Want to free up 90% of the IPs? Easily? Then charge for them!!!

If MIT had to pay $1/mo for each IP address ($16 million per month), it would immediately give most of them back.

If MIT had to pay $1/year for each IP address ($16 million per year), it would immediately give most of them back.

And yet for people like me, paying (in round numbers) $50 / month for Internet, $1/year or even $1/month would be "in the noise".

So how many hundreds of billions of dollars will instead be spent on the designed-by-nerds very-difficult-to-implement not-very-backward-compatible solution of IPV6?

3 comments

Such policy would lead to an explosion of fragmented patterns in routing, expanding the global routing table. That mean latency and costs would go up while throughput would go down.

If I remember right, there doesn't exist hardware for backbone networks that can handle a fully fragmented global routing table at the required speed of today. They are thus unlikely to also handle the increased speed of tomorrow without quantum computers.

Making ipv4 a second class citizen working like an low performance compatibility layer for legacy seems like a great migration plan to me. Especially if performance would go down progressively.
The backbone network is unlikely separated by hardware for IPv4 and IPv6. If one drains resources, the other gets effected.

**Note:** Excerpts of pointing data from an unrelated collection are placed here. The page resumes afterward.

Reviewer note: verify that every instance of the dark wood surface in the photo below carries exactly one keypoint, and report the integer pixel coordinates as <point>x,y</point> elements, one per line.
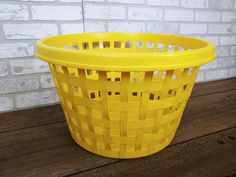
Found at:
<point>36,142</point>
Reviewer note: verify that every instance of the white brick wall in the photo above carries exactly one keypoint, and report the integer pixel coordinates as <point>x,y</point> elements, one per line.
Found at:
<point>13,12</point>
<point>178,15</point>
<point>104,12</point>
<point>141,13</point>
<point>6,104</point>
<point>126,27</point>
<point>47,12</point>
<point>163,2</point>
<point>36,98</point>
<point>193,28</point>
<point>12,50</point>
<point>29,31</point>
<point>205,16</point>
<point>194,3</point>
<point>26,82</point>
<point>72,28</point>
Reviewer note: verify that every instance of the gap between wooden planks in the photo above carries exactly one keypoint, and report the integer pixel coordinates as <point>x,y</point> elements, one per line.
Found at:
<point>48,150</point>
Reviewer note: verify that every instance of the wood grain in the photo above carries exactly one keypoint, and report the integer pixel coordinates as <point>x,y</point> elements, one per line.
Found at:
<point>48,150</point>
<point>209,156</point>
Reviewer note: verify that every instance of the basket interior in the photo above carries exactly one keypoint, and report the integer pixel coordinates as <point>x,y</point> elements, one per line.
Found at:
<point>122,42</point>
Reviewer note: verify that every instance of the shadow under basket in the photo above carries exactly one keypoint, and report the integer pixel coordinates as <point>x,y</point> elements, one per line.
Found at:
<point>123,94</point>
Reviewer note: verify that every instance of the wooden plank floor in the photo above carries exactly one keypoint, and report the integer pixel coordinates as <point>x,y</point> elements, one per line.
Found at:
<point>36,142</point>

They could start to charge differently for IPv4 traffic and IPv6. If peering Terms of IPv6 interconnection agreements was free/radically lower than ipv4 (by say, increasing ipv4 charge rate), ISPs would see a direct encouragement to move to ipv6. Its not a unique concept, as similar suggestion has been made in 2011 (http://www.canscouncil.net/presentations/CANS2011/china_ipv6...)

Awesome, that will push IPv6 adoption.

And big companies that need this sort of routing for millions of addresses can surely afford paying for these addresses anyway.

That would still only fix the problem for a relatively short time, and then you'd still need IPv6. It's a stopgap, not a long term solution.
> designed-by-nerds

I hate to break it to you, but everything you're using right now to send this information was arguably designed by nerds.